Certaines de ses réserves devront également être localisées, comme décrit ci-dessus.

On ne sait pas clairement comment les émetteurs étrangers de pièces stables, telles que celles libellées en dollars, qui dominent actuellement le marché, peuvent continuer à servir les clients de l'UE dans un tel régime.

En théorie, les émetteurs pourraient s’installer dans l’UE et distribuer des pièces stables émises par l’UE au reste du monde. Mais cela est très peu probable en pratique.

Les exigences prudentielles strictes de MiCA placeraient ces émetteurs dans une situation concurrentielle désavantageuse sur de nombreux marchés hors UE.

Il est également difficile de comprendre pourquoi d’autres pays ne prendraient pas des mesures de représailles et n’exigeraient pas que les émetteurs se localisent de la même manière que l’UE, fragmentant ainsi le marché.

Une solution alternative consisterait à émettre le stablecoin à partir de deux entités parallèles, l’une dans l’UE, à partir de laquelle il servirait les clients de l’UE, l’autre depuis l’étranger, pour servir les clients du reste du monde.

Cette option, souvent vantée dans les cercles cryptographiques, est entachée de complexités juridiques et opérationnelles qui n’ont pas encore été résolues de manière convaincante.

Il y a essentiellement deux défis à relever.

La première consiste à préserver la fongibilité entre deux pièces émises par deux entités distinctes, soumises à des exigences réglementaires et à des régimes d’insolvabilité différents et adossées à des pools d’actifs différents.

La deuxième consiste à garantir que les clients de l’UE ne détiennent que des pièces émises par l’entité de l’UE, y compris via des échanges sur le marché secondaire.

Même si ce problème est plus visible et plus imminent dans l’UE qu’ailleurs, il serait erroné de le considérer comme une bizarrerie européenne.

Des juridictions telles que le Japon, Singapour et le Royaume-Uni se sont également penchées sur la question de savoir comment réglementer les pièces stables à l’échelle mondiale.

Les régulateurs doivent avoir l’assurance que les investisseurs sous leur surveillance bénéficient d’une protection suffisante et peuvent racheter leurs pièces stables au pair même en temps de crise, même lorsque l’émetteur et les réserves sont conservés à l’étranger.
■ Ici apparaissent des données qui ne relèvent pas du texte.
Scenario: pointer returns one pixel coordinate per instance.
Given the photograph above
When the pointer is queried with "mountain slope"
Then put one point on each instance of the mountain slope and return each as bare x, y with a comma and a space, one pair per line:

Si l’on en croit l’histoire de la finance, cela ne sera possible – voire jamais – que lorsqu’il y aura un alignement suffisant des règles pour permettre la déférence ou l’équivalence réglementaire et la coopération entre les superviseurs de différentes juridictions.

Les régimes d’équivalence sont plus urgents et nécessaires dans le secteur de la cryptographie que dans d’autres secteurs en raison de la nature sans frontières ou numérique de nombreuses activités.

Paradoxalement, ils sont aussi plus éloignés en raison d’un paysage réglementaire embryonnaire et fragmenté.

Pour une raison quelconque, MiCA est l’un des éléments de la réglementation européenne sur les services financiers qui ne comporte aucun régime d’équivalence.

Le Royaume-Uni et Singapour continuent également de s’opposer aux accords d’équivalence, et l’efficacité du mécanisme d’équivalence du Japon reste à tester.

En tant que pionnière en matière de réglementation de la cryptographie, l’UE expose l’énigme derrière la réglementation des pièces stables mondiales.

Son approche brutale menace de disloquer un marché de 155 milliards de dollars.

Nous saurons bientôt si, pour les pièces stables dans l’UE, le 30 juin 2024 est le nouveau 1er janvier 2000, ou quelque chose de pire que cela.